When I became pregnant with my daughter, I told her father right away, and he gave me his grandfather’s flax skirt as a gift for her. Over the next few months we talked of the similarities between our people’s stories and traditions (Maori and Ojibway), and he wrote to me of the acknowledgment ceremony our daughter would have when presented to the marae.* He offered me a choice of his mother or grandmother’s name for her second name, and one or both of his names for her last name. Together we decided on a name that had meaning in both Maori and Ojibway languages, and agreed to use my last name in conjunction with one of his. Over time, and after several trips to New Zealand, my daughter’s grandmother shared her whakapapa (her lineage) with me and our families became closer. In the last year, her father drowned while diving for abalone, and so we must maintain the ties without him.
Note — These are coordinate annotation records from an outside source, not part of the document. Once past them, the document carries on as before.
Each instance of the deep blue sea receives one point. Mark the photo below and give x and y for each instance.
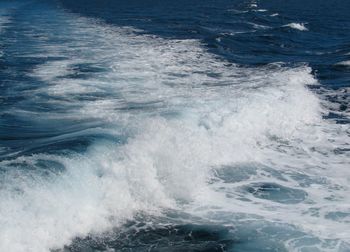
(187, 125)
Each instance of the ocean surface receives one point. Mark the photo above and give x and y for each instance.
(158, 125)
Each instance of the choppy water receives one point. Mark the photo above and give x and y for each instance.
(174, 125)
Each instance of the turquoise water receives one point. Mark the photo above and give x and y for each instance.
(174, 126)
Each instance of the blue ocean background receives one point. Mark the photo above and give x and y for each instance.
(174, 125)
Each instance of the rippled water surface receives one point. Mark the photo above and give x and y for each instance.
(174, 125)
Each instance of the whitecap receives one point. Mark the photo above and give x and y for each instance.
(297, 26)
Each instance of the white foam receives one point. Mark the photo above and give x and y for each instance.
(297, 26)
(225, 115)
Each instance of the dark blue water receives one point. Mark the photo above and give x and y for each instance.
(174, 125)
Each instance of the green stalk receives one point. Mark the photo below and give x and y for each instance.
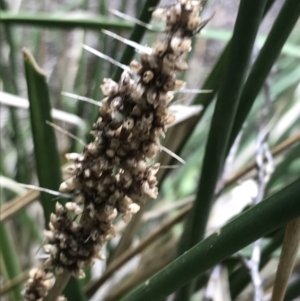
(247, 227)
(283, 25)
(45, 147)
(239, 54)
(240, 278)
(293, 290)
(10, 259)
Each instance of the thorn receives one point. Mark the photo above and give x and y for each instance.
(173, 154)
(193, 91)
(107, 58)
(58, 128)
(82, 98)
(168, 166)
(137, 46)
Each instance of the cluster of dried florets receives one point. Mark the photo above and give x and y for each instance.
(38, 285)
(112, 175)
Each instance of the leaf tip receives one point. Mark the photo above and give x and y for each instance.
(28, 57)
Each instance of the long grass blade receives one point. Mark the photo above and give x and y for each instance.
(240, 232)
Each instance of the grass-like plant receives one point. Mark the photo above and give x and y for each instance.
(124, 163)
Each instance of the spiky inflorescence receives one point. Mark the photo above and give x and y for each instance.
(112, 175)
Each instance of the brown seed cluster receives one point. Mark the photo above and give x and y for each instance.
(112, 175)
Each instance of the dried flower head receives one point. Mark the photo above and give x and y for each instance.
(112, 175)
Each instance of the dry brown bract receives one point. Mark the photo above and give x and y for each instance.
(112, 175)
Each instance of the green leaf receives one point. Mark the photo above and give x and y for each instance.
(237, 234)
(240, 278)
(239, 55)
(238, 58)
(9, 259)
(278, 35)
(63, 20)
(293, 290)
(45, 147)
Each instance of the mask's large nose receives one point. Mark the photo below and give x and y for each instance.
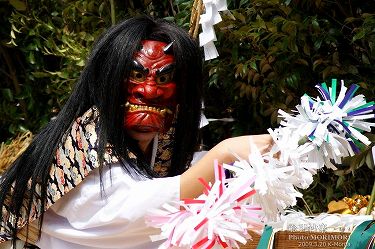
(148, 91)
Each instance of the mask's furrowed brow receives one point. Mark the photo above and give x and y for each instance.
(166, 69)
(138, 67)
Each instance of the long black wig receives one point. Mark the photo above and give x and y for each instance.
(100, 84)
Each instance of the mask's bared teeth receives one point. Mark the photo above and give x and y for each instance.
(134, 107)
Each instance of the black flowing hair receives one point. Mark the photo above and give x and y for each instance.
(101, 84)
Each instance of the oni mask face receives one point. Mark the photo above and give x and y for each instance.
(151, 89)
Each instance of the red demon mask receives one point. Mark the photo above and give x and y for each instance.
(151, 89)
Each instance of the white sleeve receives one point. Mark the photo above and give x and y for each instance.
(84, 218)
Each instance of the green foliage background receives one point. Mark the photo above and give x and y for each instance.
(271, 53)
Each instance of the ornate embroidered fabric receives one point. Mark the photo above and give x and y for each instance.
(76, 156)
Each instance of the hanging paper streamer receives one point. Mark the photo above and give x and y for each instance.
(208, 20)
(220, 216)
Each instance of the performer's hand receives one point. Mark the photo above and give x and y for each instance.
(241, 146)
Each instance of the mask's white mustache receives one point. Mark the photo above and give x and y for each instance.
(160, 110)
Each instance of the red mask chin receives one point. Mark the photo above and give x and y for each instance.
(151, 90)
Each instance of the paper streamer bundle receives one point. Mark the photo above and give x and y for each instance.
(219, 217)
(331, 125)
(327, 128)
(207, 21)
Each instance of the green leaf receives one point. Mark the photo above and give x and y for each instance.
(7, 93)
(359, 35)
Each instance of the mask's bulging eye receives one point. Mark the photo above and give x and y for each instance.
(137, 76)
(164, 78)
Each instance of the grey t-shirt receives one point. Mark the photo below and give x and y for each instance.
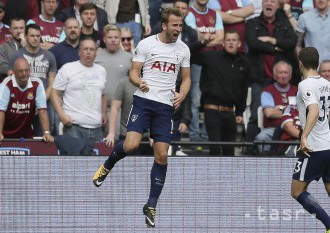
(124, 92)
(41, 63)
(117, 66)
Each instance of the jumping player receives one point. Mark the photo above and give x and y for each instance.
(313, 100)
(160, 57)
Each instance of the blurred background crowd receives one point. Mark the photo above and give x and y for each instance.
(244, 68)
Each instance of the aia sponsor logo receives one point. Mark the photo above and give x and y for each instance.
(163, 66)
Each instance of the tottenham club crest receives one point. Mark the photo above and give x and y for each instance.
(308, 94)
(177, 56)
(134, 117)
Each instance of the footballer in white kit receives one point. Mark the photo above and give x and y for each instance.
(156, 63)
(313, 101)
(162, 63)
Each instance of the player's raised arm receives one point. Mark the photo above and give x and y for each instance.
(135, 76)
(184, 87)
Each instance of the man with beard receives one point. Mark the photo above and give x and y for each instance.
(8, 49)
(270, 38)
(91, 19)
(67, 51)
(42, 64)
(51, 28)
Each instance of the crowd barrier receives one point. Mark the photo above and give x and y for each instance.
(37, 147)
(55, 194)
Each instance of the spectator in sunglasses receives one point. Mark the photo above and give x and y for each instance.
(127, 41)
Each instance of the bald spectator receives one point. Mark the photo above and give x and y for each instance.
(8, 49)
(270, 38)
(274, 100)
(209, 27)
(101, 15)
(234, 14)
(51, 28)
(314, 29)
(67, 51)
(20, 97)
(25, 9)
(82, 110)
(133, 14)
(42, 64)
(325, 69)
(88, 14)
(4, 29)
(127, 41)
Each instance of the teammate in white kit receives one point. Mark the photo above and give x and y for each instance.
(313, 100)
(159, 57)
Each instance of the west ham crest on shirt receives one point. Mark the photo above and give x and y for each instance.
(134, 117)
(30, 96)
(308, 94)
(177, 56)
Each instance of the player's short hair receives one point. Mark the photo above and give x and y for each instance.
(86, 38)
(15, 19)
(232, 31)
(32, 26)
(87, 6)
(70, 19)
(167, 12)
(110, 27)
(281, 62)
(309, 57)
(184, 1)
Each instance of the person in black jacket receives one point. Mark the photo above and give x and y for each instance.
(224, 85)
(270, 38)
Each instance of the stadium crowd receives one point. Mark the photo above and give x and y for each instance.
(81, 51)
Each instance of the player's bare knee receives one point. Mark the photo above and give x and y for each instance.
(295, 194)
(130, 146)
(161, 158)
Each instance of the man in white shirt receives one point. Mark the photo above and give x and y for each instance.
(83, 109)
(313, 101)
(159, 57)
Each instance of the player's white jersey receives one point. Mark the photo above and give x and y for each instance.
(162, 63)
(310, 91)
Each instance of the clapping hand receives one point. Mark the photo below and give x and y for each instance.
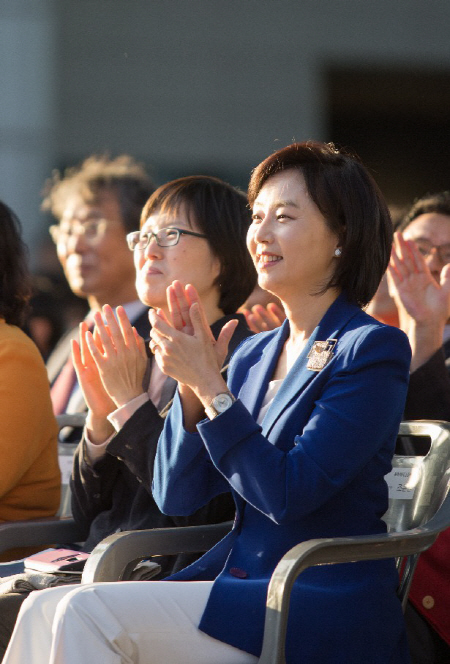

Our little family is strong in the traditions and stories of more than three family lines, and strong with the help of hundreds of relations in BC, Ontario, New Zealand, and elsewhere. It is the relationships to the land, the waters, and the people that ground us, make us human, and teach us to be good people. Birthing is the first passage in life and is the first opportunity to be connected through ceremonies, names, languages, and helpers, to all our relations. It’s our responsibility as Mothers to make this happen.
Dawn is an Indigenous health researcher, holds a PhD, and has worked for the National Aboriginal Health Organization (NAHO).
*A caul is a piece of membrane that can cover a newborn’s head and/or face.
*Smudging is an act of ceremonial cleansing often performed with the burning of sage or sweetgrass.
*A marae is a sacred ceremonial space of the Maori.